Water Engineering and Development Centre

The velocity gradient tensor in turbulence


WEDC Staff involved: Chris Keylock


Summary of project activities

The Navier-Stokes equations govern the behaviour of the flow of air and water. It is often useful to take the spatial derivative of these equations to obtain the velocity gradient tensor (VGT). This has the nice property that it incorporates the incompressibility condition.

Classically, the VGT is then studied in terms of the strain rate and rotation rate components or its eigenvalues, or invariants. For example, flow structures in a turbulent flow over bedforms are visualised in the figure below using the second invariant of the VGT. We have developed an alternative approach to the analysis of the VGT. So far, we have been working on the implications for idealised cases, with a view of moving towards more application-based research.

Above: An examination of one component of the vorticity field within coherent flow structures for a turbulent flow over bed-forms. The coherent structures are extracted using the second invariant of the velocity gradient tensor.

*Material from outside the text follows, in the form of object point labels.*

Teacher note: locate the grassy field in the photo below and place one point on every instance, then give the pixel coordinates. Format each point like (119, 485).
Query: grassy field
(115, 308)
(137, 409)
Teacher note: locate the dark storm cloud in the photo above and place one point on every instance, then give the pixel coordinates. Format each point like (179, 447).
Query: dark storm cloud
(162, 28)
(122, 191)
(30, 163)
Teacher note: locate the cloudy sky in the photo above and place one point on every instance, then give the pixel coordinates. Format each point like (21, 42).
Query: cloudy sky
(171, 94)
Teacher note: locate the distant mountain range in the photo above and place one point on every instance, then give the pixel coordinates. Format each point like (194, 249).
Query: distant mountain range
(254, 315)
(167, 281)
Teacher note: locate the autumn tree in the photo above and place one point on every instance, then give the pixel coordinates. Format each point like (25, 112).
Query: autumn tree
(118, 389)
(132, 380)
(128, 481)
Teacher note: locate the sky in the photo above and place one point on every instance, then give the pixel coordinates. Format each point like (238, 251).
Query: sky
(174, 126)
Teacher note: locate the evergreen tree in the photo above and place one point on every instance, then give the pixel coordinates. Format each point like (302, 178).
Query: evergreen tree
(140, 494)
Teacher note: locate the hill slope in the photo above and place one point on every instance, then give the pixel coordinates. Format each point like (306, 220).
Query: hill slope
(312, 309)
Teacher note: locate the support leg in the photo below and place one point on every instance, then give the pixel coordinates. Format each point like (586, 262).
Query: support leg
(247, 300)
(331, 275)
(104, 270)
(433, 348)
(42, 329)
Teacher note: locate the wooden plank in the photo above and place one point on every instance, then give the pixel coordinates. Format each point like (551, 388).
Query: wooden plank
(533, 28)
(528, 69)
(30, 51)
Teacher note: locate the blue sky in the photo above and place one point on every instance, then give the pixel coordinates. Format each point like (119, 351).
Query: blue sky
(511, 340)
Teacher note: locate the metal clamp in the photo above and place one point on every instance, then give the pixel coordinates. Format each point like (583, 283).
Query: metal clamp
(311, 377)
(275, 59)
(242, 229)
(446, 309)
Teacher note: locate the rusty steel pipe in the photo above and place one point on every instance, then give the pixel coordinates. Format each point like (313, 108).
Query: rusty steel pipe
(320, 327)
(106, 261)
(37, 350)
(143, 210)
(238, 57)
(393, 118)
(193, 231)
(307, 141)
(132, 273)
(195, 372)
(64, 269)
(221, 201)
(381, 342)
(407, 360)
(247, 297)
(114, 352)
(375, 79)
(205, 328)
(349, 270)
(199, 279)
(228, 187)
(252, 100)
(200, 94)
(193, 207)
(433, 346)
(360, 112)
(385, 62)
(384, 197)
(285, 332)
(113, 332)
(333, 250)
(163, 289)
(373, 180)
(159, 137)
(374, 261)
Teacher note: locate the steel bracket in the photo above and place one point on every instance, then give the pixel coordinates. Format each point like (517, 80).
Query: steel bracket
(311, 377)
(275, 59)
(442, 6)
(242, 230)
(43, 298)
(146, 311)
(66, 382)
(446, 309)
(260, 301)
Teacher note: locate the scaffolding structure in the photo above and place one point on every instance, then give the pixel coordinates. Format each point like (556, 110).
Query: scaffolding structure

Summary of project outcomes and impact

We have a number of potentially important results so far:

  • At small scales (of the order of the Kolmogorov scale), the contribution of the non-normal component to the dynamics is of similar magnitude to the normal (eigenvalue-related part).
  • We have clarified why it is that the vorticity tends to align with the intermediate eigenvector of the strain rate tensor, and have used our approach to explain why turbulence tends to form disc-like, rather than rod-like flow structures.